Mit 1300 Passagieren war die Jungfernfahrt nur gut zur Hälfte ausgebucht. Wer mitfuhr, fühlte sich elitär - und sicher. Schließlich hatte das Schiff einen zweifachen Boden und Schotten, die ein leckgeschlagenes Segment abtrennen konnten. Das Schiff war «das in Stahl genietete Selbstbewusstsein, den Naturgewalten gewachsen zu sein», schreibt der Marinehistoriker Thies Völker: «Alles schien mit Goldmark, Pfund Sterling oder Dollar manipulierbar zu sein, Gott und die Natur inklusive.» Der Rest ist Geschichte: Auf seiner Jungfernfahrt rammte das Schiff am 14. April 1912 einen Eisberg, durch die verhältnismäßig kleinen Lecks schossen schon in der ersten Stunde 25 000 Tonnen eiskaltes Wasser in das Schiff - zu viel für die Schotten. Die Zahl der Rettungsboote entsprach zwar den Vorschriften, zu wenige waren es dennoch. Von den 2200 Menschen an Bord der «Titanic» starben 1500. Unter den Toten auch ein Teil der Geldprominenz. John Jacob Astor IV, von einem Schornstein erschlagen, wurde identifiziert, weil im Smoking der Leiche die unglaubliche Summe von 4000 Dollar in bar gefunden wurde.
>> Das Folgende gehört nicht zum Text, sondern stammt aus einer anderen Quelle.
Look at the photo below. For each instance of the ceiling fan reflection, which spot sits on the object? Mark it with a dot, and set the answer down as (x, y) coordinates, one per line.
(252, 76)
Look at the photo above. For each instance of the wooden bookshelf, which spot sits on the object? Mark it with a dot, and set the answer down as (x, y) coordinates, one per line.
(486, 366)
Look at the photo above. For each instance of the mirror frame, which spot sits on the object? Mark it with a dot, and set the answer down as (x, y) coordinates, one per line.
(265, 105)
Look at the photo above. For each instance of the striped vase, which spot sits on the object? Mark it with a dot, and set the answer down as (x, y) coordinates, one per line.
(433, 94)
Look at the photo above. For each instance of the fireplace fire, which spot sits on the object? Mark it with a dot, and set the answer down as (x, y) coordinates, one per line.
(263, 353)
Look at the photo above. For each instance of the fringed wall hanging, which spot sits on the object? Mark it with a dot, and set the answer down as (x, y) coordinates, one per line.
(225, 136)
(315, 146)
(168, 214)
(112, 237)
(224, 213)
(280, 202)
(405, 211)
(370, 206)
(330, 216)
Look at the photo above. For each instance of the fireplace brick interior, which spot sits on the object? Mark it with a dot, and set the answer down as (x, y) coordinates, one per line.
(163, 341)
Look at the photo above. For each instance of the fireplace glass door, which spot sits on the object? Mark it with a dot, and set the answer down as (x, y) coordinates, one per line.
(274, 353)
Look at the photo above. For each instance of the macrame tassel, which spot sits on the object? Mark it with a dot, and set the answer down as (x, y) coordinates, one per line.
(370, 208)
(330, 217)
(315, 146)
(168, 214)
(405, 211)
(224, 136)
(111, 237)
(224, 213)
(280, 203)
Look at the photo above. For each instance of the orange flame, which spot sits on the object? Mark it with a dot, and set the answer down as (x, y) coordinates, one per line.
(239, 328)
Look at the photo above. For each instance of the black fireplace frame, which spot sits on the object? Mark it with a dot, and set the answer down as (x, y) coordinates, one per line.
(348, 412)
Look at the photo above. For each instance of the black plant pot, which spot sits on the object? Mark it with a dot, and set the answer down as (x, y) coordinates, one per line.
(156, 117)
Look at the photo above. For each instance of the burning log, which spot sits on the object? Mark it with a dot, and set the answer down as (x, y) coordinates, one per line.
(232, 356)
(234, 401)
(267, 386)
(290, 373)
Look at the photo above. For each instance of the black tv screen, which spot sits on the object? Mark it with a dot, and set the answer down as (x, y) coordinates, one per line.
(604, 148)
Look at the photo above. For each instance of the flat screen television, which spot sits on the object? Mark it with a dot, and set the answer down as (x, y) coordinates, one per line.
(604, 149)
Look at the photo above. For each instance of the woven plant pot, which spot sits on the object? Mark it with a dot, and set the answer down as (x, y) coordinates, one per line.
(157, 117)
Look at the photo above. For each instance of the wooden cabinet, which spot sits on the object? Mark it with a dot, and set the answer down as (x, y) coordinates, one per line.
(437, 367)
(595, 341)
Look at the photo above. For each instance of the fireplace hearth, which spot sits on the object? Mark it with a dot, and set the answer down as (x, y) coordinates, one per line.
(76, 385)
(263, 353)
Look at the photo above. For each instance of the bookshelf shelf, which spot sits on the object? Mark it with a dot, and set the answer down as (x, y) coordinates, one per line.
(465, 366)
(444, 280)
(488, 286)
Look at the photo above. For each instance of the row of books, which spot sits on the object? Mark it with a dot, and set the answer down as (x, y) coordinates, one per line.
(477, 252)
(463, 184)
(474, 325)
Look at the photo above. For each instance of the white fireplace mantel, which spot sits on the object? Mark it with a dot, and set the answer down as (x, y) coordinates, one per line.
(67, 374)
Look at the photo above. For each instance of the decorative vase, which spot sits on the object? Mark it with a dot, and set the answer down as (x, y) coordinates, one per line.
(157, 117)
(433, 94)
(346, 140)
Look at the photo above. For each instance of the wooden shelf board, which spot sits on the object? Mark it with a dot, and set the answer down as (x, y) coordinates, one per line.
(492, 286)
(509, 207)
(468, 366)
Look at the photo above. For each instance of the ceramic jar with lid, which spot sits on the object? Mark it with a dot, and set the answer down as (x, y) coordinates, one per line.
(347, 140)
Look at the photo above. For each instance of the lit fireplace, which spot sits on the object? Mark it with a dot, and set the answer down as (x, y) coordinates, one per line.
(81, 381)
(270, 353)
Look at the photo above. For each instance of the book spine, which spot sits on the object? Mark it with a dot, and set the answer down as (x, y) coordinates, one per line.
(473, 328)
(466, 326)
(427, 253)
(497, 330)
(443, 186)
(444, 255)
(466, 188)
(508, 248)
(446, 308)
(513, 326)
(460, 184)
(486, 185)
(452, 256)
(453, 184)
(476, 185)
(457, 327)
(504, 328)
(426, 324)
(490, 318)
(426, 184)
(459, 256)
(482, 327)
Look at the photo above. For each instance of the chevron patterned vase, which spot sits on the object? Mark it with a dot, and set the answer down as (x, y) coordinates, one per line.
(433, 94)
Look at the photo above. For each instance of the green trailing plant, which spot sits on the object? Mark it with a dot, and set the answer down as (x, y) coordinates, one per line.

Der erste Film über die Tragödie wurde schon ein Jahr später gedreht. In der Hauptrolle: Dorothy Gibson, Überlebende der Katastrophe. Doch eigentlich hatte man alles schon 1898 nachlesen können. Da veröffentlichte ein Amerikaner namens Morgan Robertson die Geschichte eines Riesenschiffes, das als unsinkbar gilt, aber in einer Aprilnacht auf dem Weg nach New York einen Eisberg rammt und, weil zu wenige Rettungsboote an Bord sind, die meisten der 3000 Menschen an Bord mit in die eisige Tiefe reißt. Der Name des Romanschiffes: «Titan».